Firstly, I use Awstats to analyse visits to my site daily and I use Spam Karma to help control comment spam. Both applications give me information on spammers visiting my site.
Awstats gives me a list of the referer sites – this list contains those sites which are trying to spam my referrer logs. I monitor those sites and as new ones appear I add them to my .htaccess list in the form:
RewriteCond %{HTTP_REFERER} \.domain\.tld [NC]
where .domain is the domain trying to spam my site (psxtreme, freakycheats, terashells, and so on) and the .tld is the top level domain the site is registered to (.com, .net, .org, .info, etc.).
So, for instance, in the case of the spammer coming from the smsportali.net domain, I have added the following line to my .htaccess code:
RewriteCond %{HTTP_REFERER} \.smsportali\.net [NC]
This will stop accesses from all subdomains of smsportali.net (spamterm.smsportali.net) to the site and the NC ensures that this rule is case insensitive.
In the case of comment spam, I have configured Spam Karma to email me every time it deletes a spam comment – this is becoming rarer and rarer as the .htaccess file becomes more and more effective. I have configured Spam Karma to include the server variables and request headers of a comment that is not approved in the email – this is one of the configuration options of this plugin.
Scanning these emails, I can see the User Agents being employed by these spammers – armed with this information, I added the following lines to my .htaccess file:
RewriteCond %{HTTP_USER_AGENT} Indy.Library [NC,OR]
RewriteCond %{HTTP_USER_AGENT} ^Crazy\ Browser [NC]
RewriteRule .* – [F]
and this has greatly reduced the amount of comment spam coming through.

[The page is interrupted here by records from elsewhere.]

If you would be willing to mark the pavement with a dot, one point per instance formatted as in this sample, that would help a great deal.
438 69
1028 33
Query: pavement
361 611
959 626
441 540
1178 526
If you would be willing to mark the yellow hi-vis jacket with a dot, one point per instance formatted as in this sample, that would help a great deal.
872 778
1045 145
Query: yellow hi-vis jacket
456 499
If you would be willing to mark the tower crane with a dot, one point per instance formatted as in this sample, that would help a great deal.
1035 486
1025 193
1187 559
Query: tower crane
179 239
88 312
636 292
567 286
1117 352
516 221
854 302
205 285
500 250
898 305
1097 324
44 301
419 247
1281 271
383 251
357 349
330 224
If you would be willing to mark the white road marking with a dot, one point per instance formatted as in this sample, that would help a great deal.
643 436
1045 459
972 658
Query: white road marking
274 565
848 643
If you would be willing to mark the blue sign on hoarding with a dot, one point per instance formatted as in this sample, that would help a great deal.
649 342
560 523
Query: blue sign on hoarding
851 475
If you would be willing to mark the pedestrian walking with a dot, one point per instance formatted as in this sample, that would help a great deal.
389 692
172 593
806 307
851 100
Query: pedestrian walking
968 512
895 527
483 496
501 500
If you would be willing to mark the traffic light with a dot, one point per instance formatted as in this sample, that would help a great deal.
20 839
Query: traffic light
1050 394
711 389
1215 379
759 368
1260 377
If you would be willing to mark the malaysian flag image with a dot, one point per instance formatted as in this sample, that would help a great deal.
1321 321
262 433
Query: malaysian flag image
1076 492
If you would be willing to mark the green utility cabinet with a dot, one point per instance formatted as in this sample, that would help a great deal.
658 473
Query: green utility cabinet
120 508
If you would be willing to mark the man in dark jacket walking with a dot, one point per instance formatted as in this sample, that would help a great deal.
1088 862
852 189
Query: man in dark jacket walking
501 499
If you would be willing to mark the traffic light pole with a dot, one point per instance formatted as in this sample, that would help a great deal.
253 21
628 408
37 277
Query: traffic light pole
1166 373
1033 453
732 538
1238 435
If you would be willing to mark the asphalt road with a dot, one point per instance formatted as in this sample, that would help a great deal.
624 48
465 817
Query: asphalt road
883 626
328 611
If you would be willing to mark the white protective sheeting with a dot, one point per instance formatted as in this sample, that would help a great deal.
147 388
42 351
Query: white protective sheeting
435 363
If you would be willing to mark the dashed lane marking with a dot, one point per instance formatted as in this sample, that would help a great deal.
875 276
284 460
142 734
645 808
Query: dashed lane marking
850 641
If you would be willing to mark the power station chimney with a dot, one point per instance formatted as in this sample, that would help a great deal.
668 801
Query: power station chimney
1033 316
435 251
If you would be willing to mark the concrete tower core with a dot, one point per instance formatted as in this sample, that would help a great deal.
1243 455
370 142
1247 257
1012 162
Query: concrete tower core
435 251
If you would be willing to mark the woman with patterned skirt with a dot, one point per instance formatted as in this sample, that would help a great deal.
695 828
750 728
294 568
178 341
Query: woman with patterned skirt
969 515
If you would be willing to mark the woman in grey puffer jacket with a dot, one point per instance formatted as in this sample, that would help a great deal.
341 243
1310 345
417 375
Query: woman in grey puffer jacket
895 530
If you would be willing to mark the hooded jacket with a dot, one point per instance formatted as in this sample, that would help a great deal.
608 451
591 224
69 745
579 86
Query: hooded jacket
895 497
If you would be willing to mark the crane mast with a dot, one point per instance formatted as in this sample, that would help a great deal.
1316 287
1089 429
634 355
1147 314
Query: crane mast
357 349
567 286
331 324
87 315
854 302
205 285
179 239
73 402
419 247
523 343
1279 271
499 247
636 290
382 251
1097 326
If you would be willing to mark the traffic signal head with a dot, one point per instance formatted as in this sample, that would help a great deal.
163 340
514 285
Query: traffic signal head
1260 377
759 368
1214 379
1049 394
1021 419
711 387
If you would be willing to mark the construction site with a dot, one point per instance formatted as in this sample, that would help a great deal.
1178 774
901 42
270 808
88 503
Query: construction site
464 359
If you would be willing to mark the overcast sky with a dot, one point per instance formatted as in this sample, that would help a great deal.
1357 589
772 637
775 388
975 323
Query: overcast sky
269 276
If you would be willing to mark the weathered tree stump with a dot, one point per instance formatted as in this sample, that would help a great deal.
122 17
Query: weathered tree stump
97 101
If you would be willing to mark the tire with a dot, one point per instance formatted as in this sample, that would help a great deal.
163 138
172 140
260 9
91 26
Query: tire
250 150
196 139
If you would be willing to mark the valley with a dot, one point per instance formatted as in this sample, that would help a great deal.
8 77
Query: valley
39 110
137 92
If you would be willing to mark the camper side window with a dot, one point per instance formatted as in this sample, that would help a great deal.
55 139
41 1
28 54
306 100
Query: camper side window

Also, Cindy alerted me to the fact that adding:
RewriteCond %{HTTP:VIA} ^.+pinappleproxy [NC]
RewriteRule .* – [F]
Will also catch a lot of the spammers.
I have a copy of my .htaccess file available for review (it is in .txt format).
NOTE:
For each set of rules in your .htaccess file, you need to finish with a RewriteRule – RewriteRule .* – [F] will give a 403 (page forbidden) to the spammers. Your last set of rules should end with RewriteRule .* – [F,L] – the L telling the RewriteEngine that this is the last line and to stop processing the rules here.
IMPORTANT WARNING:
the .htaccess file is a very unforgiving file. It has the power to make your entire site unavailable to anyone. It is strongly advised to read up on Regular Expressions and Mod_Rewrite (the Apache module which processes these commands in a .htaccess file) before creating a .htaccess file or modifying an existing one.